In my short but meaningful experience, I have noticed that most of patients received "chimerical", oncologist progress not after a while as they've been severely distressed over something. It's not a secret, that cancer cells are already existing in our body, organism, and starting to react as soon as we trigger them to react. Surely, n those who have genetic vulnerability cancer cells react more than in those who have not gene-hearted cancer cells. Here, I want to mark that, the psychological treatment is as seriously important as medical one, may be even more, since the initial trigger of the illness may be psychological state of the patient. Cancer patient cases: 20 years old lady, she is married and has 2 small children, I'm not allowed to tell the diagnosis, but the area of the tumor is her limb.

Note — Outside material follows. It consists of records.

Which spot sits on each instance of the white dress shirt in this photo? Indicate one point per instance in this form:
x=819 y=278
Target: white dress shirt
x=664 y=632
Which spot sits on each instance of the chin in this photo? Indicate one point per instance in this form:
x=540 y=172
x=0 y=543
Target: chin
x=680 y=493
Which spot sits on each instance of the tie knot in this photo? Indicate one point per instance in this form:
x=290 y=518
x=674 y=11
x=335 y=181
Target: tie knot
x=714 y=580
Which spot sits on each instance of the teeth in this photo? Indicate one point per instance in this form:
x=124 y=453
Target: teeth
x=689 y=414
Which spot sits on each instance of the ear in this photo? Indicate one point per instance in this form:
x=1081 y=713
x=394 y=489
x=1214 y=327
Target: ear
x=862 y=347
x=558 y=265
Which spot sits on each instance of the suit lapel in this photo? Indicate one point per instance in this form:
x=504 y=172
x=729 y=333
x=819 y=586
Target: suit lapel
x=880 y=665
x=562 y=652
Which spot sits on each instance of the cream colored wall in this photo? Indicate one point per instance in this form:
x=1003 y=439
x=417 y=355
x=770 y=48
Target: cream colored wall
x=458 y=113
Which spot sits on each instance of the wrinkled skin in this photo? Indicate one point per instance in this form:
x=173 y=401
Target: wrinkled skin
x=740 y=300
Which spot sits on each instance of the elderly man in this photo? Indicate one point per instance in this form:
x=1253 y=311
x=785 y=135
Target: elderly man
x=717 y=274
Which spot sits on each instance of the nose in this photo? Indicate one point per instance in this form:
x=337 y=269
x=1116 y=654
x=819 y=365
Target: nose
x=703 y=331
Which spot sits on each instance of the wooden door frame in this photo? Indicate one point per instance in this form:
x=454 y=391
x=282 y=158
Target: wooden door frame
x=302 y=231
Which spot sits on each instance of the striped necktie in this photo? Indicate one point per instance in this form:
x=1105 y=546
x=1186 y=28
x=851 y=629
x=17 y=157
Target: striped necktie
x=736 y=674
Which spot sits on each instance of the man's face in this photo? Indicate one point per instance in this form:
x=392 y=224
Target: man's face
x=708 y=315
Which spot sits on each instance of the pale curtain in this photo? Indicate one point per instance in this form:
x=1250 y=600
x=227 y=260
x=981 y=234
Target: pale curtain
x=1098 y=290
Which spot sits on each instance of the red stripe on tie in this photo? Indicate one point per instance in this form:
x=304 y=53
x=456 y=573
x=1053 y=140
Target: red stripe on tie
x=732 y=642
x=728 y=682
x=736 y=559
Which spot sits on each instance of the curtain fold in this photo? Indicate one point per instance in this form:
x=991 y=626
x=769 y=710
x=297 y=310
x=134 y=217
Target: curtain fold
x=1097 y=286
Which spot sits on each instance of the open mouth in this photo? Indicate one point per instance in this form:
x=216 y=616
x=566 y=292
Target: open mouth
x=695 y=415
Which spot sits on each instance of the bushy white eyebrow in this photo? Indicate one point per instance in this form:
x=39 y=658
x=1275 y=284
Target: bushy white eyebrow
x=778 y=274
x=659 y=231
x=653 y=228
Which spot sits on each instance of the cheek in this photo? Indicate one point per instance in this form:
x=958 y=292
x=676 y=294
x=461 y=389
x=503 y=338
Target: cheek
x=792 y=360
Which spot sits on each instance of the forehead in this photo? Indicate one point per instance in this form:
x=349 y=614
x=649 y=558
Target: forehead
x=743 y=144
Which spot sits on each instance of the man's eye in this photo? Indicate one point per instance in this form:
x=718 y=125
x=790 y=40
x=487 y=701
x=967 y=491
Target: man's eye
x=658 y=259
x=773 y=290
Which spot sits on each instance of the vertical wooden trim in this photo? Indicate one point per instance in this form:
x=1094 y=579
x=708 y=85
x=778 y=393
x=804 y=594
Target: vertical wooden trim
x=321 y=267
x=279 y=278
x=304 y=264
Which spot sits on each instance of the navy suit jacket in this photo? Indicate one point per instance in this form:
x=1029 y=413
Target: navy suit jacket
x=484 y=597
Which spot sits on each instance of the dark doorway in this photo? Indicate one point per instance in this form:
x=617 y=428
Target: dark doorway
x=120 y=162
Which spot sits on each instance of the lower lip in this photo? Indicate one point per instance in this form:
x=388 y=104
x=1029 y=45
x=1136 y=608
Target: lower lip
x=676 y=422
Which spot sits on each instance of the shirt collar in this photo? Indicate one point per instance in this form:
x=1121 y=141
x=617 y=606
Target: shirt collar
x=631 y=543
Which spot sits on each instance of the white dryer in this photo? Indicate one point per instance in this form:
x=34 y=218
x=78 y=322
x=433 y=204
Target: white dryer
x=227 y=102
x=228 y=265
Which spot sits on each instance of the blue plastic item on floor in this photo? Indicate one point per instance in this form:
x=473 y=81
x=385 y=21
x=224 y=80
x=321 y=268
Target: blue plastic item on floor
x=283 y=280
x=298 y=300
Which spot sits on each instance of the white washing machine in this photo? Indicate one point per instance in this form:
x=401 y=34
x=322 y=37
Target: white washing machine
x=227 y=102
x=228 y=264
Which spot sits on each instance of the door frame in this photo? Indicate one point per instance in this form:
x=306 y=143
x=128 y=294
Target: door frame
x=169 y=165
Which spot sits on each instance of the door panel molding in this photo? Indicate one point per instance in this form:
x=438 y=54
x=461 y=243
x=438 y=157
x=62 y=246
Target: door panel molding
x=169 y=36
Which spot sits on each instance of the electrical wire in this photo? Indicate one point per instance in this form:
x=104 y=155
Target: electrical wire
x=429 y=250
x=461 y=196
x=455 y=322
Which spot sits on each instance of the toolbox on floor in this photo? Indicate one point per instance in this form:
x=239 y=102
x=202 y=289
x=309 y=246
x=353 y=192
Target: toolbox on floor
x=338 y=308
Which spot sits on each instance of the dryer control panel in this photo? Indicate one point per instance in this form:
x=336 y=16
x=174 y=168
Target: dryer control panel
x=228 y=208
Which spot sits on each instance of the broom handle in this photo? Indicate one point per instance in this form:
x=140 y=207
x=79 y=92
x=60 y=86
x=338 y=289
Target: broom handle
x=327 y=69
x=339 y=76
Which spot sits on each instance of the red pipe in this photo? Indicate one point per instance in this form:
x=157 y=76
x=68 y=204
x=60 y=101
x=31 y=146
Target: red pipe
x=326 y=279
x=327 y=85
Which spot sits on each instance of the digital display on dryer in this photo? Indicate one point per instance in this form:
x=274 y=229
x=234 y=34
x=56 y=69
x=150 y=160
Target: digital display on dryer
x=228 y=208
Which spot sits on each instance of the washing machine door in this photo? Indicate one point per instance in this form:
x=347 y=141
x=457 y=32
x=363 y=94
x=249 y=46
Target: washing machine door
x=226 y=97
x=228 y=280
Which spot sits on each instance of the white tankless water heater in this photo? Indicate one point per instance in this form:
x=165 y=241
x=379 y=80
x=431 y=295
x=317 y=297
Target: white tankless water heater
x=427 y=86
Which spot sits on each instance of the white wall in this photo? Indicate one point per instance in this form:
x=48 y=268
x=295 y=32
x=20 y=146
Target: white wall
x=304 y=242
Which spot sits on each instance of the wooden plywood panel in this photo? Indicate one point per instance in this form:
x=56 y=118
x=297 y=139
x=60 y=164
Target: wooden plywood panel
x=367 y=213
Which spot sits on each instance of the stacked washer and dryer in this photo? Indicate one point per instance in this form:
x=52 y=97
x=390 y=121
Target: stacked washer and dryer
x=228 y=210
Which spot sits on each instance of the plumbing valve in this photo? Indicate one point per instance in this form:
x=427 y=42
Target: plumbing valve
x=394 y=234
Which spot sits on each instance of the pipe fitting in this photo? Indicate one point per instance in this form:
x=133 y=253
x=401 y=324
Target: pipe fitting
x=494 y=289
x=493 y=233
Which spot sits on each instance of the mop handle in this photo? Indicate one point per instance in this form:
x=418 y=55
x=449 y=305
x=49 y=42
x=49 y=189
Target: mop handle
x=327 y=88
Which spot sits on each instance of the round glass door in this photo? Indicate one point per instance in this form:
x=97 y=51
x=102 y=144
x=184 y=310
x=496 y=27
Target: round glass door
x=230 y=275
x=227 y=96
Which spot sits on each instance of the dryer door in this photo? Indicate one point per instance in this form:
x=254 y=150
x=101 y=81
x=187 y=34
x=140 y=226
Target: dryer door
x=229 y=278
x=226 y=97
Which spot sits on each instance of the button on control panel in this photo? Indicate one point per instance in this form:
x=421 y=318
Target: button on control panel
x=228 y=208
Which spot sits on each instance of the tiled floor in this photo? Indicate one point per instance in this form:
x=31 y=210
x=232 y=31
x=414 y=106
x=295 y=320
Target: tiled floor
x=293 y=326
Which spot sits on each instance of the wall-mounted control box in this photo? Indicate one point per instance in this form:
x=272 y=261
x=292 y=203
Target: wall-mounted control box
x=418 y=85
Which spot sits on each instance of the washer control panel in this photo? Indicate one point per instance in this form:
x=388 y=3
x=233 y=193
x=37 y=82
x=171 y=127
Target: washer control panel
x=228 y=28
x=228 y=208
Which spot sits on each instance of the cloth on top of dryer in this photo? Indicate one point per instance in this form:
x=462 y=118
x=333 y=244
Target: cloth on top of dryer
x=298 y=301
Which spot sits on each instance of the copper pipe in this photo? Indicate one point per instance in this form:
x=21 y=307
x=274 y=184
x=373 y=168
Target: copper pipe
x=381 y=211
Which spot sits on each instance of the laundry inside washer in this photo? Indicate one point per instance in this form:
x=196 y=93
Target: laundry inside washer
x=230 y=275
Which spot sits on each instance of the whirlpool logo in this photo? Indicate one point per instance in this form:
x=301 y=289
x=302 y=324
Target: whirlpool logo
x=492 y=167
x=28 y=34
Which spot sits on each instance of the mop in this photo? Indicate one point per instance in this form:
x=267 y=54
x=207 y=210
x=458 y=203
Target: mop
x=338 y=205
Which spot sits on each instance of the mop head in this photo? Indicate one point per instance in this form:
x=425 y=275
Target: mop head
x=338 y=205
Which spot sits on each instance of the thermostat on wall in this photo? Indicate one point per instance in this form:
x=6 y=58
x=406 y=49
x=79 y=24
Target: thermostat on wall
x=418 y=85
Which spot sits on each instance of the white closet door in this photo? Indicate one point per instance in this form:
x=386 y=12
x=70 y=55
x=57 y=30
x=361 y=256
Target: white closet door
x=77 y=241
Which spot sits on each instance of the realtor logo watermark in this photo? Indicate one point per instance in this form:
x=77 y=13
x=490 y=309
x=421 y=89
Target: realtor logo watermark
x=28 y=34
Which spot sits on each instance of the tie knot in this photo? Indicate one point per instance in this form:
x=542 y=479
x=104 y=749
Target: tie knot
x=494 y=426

When I first came to her, she was the burdened chemo treatment and cancer diagnosis, but more she was focused on her life problems. She was very young and already married and living with her in- laws. Her husband was sent away to prison for murdering two people, however she is confident that he admitted the criminal imprisonment instead of someone else, that is covering somebody, who is an actual criminal. And the time of imprisonment is 25 years. She told about how hard it was for her to see everything and how she felt about that. She cried for two days and was very weak, and then she felt down from the stairs but not high ones and injured her leg. For me it isn't Just the accident of falling down caused the tumor in her limb.
Another case is with the woman having a cancer and receiving chemo, but talking about her allowances, and large amount of money she borrowed and that she must find from somewhere, but not having an idea from where. Also, her in-laws and husband are asking her to leave them, and cursing her for that. Next example is about a man who is 32 years old and divorced from his wife, has a son. This man was diagnosed as lung cancer. His sister came to me to consult about how to tell him his diagnosis. This man was grieving over his mother's death and living alone, and very often talking about committing a suicide. This case is even harder, telling him his diagnosis may cause him harm by himself. But this is another topic.